3. The optical disk apparatus according to claim 2, wherein said interruption/holding control means is adapted to determine whether or not said offset value as a tracking balance adjustment value for adjusting the balance of said tracking error signal is equal to or greater than a predefined threshold value and to operate said interruption detecting means and said holding means if equal to or greater than said threshold value, while not to operate said interruption detecting means and said holding means if smaller than said threshold value.

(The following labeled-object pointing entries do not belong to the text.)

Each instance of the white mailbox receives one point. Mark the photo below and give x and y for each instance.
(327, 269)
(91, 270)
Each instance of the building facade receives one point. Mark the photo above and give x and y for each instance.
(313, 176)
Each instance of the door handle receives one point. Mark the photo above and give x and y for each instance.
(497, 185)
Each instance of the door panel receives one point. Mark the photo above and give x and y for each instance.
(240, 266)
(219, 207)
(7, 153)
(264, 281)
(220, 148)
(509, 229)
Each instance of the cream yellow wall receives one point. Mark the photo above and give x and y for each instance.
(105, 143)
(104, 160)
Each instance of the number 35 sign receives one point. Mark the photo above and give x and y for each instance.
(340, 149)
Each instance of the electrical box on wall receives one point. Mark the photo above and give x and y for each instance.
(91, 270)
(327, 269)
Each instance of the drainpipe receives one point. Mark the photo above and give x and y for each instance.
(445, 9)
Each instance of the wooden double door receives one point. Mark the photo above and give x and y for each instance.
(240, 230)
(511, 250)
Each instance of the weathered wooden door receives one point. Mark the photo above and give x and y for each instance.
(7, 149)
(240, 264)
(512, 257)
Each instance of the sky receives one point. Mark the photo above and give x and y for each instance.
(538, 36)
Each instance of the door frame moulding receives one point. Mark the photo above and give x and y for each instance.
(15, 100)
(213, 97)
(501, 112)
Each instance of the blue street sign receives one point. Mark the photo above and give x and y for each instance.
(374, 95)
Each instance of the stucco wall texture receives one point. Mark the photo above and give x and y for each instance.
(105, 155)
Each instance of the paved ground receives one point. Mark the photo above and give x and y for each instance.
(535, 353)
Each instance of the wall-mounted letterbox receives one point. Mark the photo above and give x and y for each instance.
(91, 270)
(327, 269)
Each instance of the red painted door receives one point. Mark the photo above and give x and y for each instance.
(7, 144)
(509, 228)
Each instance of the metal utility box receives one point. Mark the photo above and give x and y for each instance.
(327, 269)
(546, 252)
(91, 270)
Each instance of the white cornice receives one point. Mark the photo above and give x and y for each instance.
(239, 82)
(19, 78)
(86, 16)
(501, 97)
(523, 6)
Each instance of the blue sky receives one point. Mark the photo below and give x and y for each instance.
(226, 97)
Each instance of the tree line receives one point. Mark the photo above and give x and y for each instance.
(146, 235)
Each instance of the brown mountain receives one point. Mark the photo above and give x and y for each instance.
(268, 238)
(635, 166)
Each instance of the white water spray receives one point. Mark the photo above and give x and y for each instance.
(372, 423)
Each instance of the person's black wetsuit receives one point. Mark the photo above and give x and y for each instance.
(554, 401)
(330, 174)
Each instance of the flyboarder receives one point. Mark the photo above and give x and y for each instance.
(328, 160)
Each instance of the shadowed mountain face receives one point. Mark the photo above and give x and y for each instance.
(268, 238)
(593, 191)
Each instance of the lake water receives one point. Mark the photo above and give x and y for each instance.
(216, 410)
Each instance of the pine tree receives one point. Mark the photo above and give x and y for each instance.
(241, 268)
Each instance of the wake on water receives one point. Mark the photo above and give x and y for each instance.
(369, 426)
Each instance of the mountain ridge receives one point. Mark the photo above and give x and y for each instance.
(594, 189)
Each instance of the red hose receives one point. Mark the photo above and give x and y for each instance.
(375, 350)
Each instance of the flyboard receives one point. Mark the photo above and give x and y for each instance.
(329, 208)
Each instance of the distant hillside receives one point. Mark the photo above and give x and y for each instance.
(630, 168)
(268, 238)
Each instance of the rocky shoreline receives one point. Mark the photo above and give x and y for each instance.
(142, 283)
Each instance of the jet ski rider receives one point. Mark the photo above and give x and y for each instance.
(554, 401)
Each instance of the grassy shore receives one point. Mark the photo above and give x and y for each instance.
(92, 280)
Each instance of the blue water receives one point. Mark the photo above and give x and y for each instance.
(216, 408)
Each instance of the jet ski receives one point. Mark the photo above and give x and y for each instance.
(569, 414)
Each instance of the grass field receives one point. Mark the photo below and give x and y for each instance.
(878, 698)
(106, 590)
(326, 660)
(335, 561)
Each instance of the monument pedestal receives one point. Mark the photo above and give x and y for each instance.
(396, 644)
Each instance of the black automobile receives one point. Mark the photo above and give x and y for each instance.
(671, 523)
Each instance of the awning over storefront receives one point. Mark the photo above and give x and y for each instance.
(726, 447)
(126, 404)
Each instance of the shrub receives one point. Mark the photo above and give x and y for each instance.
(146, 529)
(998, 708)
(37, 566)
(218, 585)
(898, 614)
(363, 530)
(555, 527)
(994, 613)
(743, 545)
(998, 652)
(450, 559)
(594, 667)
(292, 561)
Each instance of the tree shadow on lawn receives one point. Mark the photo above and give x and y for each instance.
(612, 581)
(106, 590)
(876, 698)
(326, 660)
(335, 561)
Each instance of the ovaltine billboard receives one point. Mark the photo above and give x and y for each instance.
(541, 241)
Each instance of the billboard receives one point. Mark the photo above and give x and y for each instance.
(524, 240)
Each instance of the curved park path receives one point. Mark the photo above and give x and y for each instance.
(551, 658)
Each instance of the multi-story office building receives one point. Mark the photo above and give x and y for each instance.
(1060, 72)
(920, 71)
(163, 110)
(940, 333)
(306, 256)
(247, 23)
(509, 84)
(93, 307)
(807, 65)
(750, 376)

4. The optical disk apparatus according to claim 2, wherein said servo control section further comprises: tracking error signal detecting means for detecting said tracking error signal; tracking error signal amplifying means for amplifying said detected tracking error signal; tracking drive means for generating a tracking drive signal for driving a tracking actuator in said optical pickup based on said amplified tracking error signal; and tracking balance adjusting means for adjusting the balance of said tracking error signal by inputting an offset value into said tracking error signal amplifying means, and wherein said interruption/holding control means is adapted to determine whether or not said offset value as an adjustment value for balance adjustment is equal to or greater than a predefined threshold value and to operate said interruption detecting means and said holding means if equal to or greater than said threshold value, while not to operate said interruption detecting means and said holding means if smaller than said threshold value.